About multicast… First, please open a new thread on this topic. I don’t like to mix things up all in one thread. And then keep in mind that it’s always the slowest part of the chain which limiting the speed. So if there is just one single client with a crappy hard drive it will slow down all the other hosts. So I’d start by testing multicast in groups of maybe 3 to 5 machines each and see if those are all going at the same slow pace or if some groups are faster than others.
-
@Tom-Elliott Paulo told me that he’s sent a message to the guy at Broadcom to ask if the fix would be included in the main line kernel at some point but he hasn’t got an answer from him. So I am wondering if you are happy adding the patch to our kernel for now? Paulo has had huge trouble and the patch solved the network issues for him. Take a look here: https://www.mail-archive.com/netdev@vger.kernel.org/msg189923/0001-tg3-Add-clock-override-support-for-5762.patch
-
Hello, just updating.
-
No answer so far from Broadcom. Tom, adding the patch would be good.
-
Added a link to this discussion in another thread. I think it’s the same problem.

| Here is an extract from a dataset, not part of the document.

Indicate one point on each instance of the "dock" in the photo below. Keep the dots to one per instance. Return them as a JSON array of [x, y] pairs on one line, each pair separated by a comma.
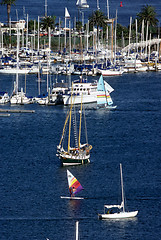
[[4, 115], [16, 111]]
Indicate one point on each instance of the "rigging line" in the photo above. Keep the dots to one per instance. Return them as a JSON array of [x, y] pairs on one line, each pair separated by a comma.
[[65, 124], [85, 124], [75, 127]]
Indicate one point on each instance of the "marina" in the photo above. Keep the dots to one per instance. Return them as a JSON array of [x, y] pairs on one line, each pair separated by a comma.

Maybe they can also report on the problem.
https://forums.fogproject.org/topic/9976/hp-elitedesk-705-g2-mini -
Mentioned the patch and test results in another forum. Hope this helps the patch to enter the main kernel faster.
https://bugs.launchpad.net/ubuntu/+source/linux/+bug/1447664
-
-
Somehow I have lost track of this. Luckily I somehow came across this again and added the patch now as it seems like it still hasn’t made it into the main line kernel. Also added the patch information to our wiki article on kernel compiling. Just in case anyone reads this thread and wonders where it all went.
@Paulo-Guedes Have you ever heard back from that broadcom guy?
-
@Paulo-Guedes Ahh, I just saw that a fix was actually added upstream in Juli this year: https://lkml.org/lkml/2018/7/23/671 (just didn’t notice it a little further down the code)
Can you confirm this is fixing your issue? Have you used one of the official FOG kernels since then? Which versions?